Hand Outcomes Similar With Distal or Proximal Radial Cardiac Cath
The first randomized controlled study comparing the use of the emerging distal radial artery access to the traditional proximal access for cardiac catheterization has found no significant differences in postprocedure hand function and other secondary outcomes a month afterward, along with similar rates of bleeding and gaining successful RA access at the time of the procedure.
Karim Al-Azizi, MD, reported results of the single-center, Distal vs. Proximal Radial Artery (DIPRA) study at the Society for Cardiovascular Angiography and Interventions annual scientific sessions. DIPRA randomized 300 patients on a 1:1 basis to cardiac catheterization via either the distal or proximal RAs (dRA or pRA). The trial was conducted at the Baylor Scott & White Health The Heart Hospital–Plano in Richardson, Texas, where Al-Azizi is an interventional cardiologist and structural heart disease specialist.
“Distal radial artery access is a safe strategy for access for cardiovascular patients with a low complication rate,” Al-Azizi said. “Similarly, the success with distal vs. radial artery access was noted in the study: No significant bleeding or hematomas were noted in the dRA cohort.”
In an interview, Al-Azizi added, “Our study is the first of its kind and the first to evaluate the true hand function post distal/radial.”
He explained the rationale for the study. “One of the biggest criticisms that came up a few years ago when distal access was being developed and started gaining some momentum is the fact that it is yet unknown what would be the effect on hand function given the proximity to the fingers, proximity to the nerve, and despite that RA occlusion rates were lower.”
The final DIPRA analysis included 254 patients who completed their 30-day follow-up, 128 of whom were randomized to dRA access, 126 to pRA access. Demographics and procedural characteristics were balanced between both arms. The latter included similarities in sheath size used (6-French in 99.3% of both arms) and type of procedure (35.9% in the dRA and 32.9% in pRA arms had percutaneous coronary angioplasty).

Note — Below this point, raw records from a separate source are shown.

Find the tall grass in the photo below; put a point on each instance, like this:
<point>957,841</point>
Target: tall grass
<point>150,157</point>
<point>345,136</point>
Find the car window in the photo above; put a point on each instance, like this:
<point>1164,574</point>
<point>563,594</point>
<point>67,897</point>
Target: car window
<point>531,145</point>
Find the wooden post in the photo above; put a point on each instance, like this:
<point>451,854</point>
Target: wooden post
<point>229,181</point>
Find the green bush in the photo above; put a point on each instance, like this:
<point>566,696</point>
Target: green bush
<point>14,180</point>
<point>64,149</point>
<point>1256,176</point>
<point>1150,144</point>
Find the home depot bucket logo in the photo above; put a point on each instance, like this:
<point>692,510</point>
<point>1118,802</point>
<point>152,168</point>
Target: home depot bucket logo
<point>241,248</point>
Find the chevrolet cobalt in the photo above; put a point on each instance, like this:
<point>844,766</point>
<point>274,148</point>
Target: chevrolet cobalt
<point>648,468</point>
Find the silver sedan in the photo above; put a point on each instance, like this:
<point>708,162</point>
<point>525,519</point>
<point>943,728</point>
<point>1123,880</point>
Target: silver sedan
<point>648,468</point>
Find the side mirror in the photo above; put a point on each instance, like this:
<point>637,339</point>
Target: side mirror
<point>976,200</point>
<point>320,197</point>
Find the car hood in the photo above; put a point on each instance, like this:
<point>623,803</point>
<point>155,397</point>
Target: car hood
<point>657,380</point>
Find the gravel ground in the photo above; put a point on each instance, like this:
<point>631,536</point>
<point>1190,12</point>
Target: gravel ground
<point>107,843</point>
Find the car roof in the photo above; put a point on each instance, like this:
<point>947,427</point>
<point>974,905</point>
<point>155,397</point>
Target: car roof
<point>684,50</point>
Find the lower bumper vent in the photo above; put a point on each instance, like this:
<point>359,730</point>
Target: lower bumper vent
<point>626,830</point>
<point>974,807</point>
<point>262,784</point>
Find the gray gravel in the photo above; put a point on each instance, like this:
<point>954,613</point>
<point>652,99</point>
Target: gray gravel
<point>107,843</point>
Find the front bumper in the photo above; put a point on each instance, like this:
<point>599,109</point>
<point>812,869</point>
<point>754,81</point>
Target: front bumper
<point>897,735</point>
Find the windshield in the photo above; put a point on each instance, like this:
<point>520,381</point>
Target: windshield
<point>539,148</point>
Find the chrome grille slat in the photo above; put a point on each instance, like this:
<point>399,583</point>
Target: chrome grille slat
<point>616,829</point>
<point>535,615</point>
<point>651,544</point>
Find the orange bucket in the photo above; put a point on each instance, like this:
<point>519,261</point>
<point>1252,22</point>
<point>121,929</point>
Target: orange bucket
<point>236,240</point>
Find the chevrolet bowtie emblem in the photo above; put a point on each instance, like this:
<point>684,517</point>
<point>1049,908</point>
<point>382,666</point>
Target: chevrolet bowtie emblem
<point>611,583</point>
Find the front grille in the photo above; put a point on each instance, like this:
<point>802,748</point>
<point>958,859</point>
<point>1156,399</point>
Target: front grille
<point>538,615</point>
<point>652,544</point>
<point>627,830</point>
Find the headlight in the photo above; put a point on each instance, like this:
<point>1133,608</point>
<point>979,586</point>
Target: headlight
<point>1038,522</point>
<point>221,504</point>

To evaluate the primary outcome of hand function in the catheterization hand, the study used a composite of the Quick Disabilities of Arm, Shoulder, and Hand (DASH) questionnaire, hand-grip test, and thumb/forefinger pinch test. The composite score changed –.4 and .1 in the dRA and pRA arms, respectively (P = .07), which didn’t reach statistical significance, Al-Azizi said.
Outcomes at the time of intervention were similar. Successful RA access failed in six dRA patients, who were converted to pRA, and in two pRA patients. Overall rates for successful RA access were 96.7% in the distal arm and 98% in the proximal arm (P = .72). Bleeding rates were 0% and 1.4% in the respective arms (P = .25).
Al-Azizi said that he and his coinvestigators are collecting 1-year outcomes data that they will present next year.
The DIPRA findings “provide reassurance that hand function is not compromised regardless of access site,” Sunil V. Rao, MD, moderator of the session where Al-Azizi reported the results, said in an interview.
“Prior studies indicated no difference in hand function between radial and femoral access, and now these data indicate no difference between distal radial and proximal radial access.” Rao, the incoming SCAI president, is a professor at Duke University Medical Center in Durham, N.C., and cardiology section chief at Durham Veterans Affairs Medical Center.
“We do need more patient-reported outcomes in percutaneous coronary intervention studies. The DIPRA study is a great example of this,” Rao added. “The DIPRA study adds to the body of literature indicating that access site choice is an important aspect of the PCI procedure. With meticulous procedural technique, patients can have an excellent outcome from PCI procedures.”
Al-Azizi disclosed consulting for Edwards Lifesciences and Phillips. Rao has no disclosures.